Huma Rashid Molly wrote: "I completely agree...I could barely finish it because it was practically unreadable/frustrating/hard to understand her writing."

Oh, good, I'm glad I'm not the only one. Toward the middle/end it became kind of a chore to plod through, but I'd started it, so I wanted to finish it. :/


message 3: by Lyndsie (new) - added it

Lyndsie It's funny. Last night while I was reading this, I'm like...how can I possibly rate the book less than 3 stars without people thinking I'm an awful human being?


Huma Rashid Lyndsie wrote: "It's funny. Last night while I was reading this, I'm like...how can I possibly rate the book less than 3 stars without people thinking I'm an awful human being?"

Hahahaha. :D Gah, I'm so glad I'm not alone on this. I was thinking, "if I give it two stars or less, I'm a total douche...." LOL.


Lauren Yes, yes, yes- so glad there are others who felt the same way. By the end, I was skipping large portions just to get through. I'd love to read a more polished version.


Huma Rashid Lauren wrote: "Yes, yes, yes- so glad there are others who felt the same way. By the end, I was skipping large portions just to get through. I'd love to read a more polished version."

Good, I wasn't alone! Because I was skimming sections so fast I got dizzy! :P And yeah, the book definitely would have benefited from some polishing, but I have to imagine that, since it was probably part of Jaycee's healing process, maybe she or even her editors didn't really want to change too much of the draft? You know what I mean? Like, they wanted to preserve her voice, since she obviously has only a fifth grade education, but also, they might not have wanted to do anything to mess up the actual words she'd put down, because she was basically just pouring her heart out. As an editor, if I got that manuscript I'd be like, "Errr...... *tugs collar*.....GOLD STAR! Let's fast-track this one!" :P You know?


message 7: by Liz (new) - rated it 2 stars

Liz I felt like an a-hole giving this book 2 stars. I tried to write a review, and came off sounding like a jerk. I gave up. Your review said exactly what I wanted mine to say. Thank you.

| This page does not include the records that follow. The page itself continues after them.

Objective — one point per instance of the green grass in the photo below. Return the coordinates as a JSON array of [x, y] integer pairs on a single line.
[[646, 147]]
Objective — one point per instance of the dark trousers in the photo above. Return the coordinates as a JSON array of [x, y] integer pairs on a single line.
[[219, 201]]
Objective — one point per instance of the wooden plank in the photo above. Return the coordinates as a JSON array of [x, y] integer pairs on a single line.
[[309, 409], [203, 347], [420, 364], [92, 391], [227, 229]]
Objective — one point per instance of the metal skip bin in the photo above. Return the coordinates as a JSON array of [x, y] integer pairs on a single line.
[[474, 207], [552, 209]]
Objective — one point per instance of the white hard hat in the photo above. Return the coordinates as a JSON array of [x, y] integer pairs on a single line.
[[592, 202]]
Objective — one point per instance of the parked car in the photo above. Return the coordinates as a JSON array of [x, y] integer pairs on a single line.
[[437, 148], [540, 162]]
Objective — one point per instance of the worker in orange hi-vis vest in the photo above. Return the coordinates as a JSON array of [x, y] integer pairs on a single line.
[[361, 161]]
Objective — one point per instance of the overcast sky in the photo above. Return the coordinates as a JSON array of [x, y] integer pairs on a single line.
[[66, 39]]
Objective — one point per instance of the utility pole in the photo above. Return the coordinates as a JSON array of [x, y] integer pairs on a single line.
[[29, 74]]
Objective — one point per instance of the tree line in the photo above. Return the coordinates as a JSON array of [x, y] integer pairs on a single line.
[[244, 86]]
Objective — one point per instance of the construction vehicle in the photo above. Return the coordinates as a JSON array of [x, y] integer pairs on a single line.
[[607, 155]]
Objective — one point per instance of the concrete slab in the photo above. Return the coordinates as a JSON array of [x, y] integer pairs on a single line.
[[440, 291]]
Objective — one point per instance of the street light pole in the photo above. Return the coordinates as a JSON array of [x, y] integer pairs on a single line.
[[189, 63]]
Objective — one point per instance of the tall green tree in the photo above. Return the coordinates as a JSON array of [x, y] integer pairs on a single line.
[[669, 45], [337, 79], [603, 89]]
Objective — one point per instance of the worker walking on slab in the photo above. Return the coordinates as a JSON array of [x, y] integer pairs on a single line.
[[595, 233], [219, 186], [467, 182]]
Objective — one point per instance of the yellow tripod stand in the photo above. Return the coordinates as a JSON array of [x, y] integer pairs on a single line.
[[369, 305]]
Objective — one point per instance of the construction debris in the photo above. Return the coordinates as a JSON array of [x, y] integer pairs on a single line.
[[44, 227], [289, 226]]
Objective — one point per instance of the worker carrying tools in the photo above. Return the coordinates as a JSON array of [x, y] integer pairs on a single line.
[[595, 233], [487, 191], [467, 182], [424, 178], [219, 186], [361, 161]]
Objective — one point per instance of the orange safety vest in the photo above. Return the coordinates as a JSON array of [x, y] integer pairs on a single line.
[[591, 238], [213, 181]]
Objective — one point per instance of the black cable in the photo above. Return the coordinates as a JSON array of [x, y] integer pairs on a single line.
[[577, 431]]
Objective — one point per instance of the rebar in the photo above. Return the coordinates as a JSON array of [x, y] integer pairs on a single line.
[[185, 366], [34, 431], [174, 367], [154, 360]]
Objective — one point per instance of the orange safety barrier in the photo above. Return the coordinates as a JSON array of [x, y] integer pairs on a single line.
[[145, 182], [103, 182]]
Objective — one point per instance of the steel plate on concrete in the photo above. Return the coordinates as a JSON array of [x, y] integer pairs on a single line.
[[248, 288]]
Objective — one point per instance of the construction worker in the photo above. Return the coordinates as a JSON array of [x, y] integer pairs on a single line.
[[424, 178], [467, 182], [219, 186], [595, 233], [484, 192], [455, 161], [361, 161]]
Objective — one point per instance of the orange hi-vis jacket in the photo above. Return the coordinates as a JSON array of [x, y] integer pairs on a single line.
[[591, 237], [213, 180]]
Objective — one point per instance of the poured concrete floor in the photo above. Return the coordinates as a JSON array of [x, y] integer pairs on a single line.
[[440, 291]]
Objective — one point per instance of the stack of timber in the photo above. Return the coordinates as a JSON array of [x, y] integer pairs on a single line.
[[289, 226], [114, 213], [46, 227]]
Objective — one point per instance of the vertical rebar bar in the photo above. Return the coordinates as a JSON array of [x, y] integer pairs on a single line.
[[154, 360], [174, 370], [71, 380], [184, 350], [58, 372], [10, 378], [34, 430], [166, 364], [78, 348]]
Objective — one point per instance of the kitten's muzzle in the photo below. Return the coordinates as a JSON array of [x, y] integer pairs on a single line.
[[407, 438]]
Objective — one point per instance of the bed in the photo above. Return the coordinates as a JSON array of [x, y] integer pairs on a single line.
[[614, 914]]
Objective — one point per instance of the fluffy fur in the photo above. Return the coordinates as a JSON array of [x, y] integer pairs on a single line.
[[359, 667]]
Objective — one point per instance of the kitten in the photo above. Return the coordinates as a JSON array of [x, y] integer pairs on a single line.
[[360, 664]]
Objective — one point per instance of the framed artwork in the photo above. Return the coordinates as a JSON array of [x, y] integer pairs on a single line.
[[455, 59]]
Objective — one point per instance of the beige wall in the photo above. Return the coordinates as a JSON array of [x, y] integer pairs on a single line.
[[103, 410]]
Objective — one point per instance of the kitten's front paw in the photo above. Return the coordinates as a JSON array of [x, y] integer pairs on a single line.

Nicole Morrison I also was reading this book thinking how can I possibly give this book a low rating, people will think I'm awful. I completely agree, the woman herself diserves all the credit in the world. The book however.. I found myself skipping through, just to finish it. I never really felt a deep connection or moved by the writing. Your review covered every point. Thank you!


message 9: by Fos (new) - rated it 1 star

Fos Completely agree! Thank you for your honesty!


message 10: by Reyn (new)

Reyn Graves I think you did a great job of giving an honest review to the book without diminishing what Jaycee went through during captivity. I definitely agree with what you said about the style--it is a bit juvenile and the reason is completely understandable. Without anymore schooling or the chance to grow up in a normal environment, the 11-year-old girl who was kidnapped never really got the chance to mature her writing style. Even though she found ways to grow up in her own right, that little girl is still an important part of who she is.

I also agree with what you said about Jaycee's healing process. It's pretty apparent that this book was an important part of helping her deal with what the Garridos did to her while also helping to educate others about the reality of abduction. Some of my favorite parts of the book were actually the reflections, especially the about how she collected pinecones without really knowing why until she figured out that "a hard and sticky pinecone was [her] last grip on freedom before eighteen years in captivity" (Dugard 12).

At the same time, I felt like the book was powerful, even if the style and contents made it difficult to read at times. In fact, the way it's written (almost like a child) enforces the sheer horror of what she suffered, especially since she was really too young to know what was going on. Jaycee Dugard herself deserves all the credit for not only surviving this, but also finding ways to be hopeful and to help others by sharing her story and creating the J A Y C Foundation.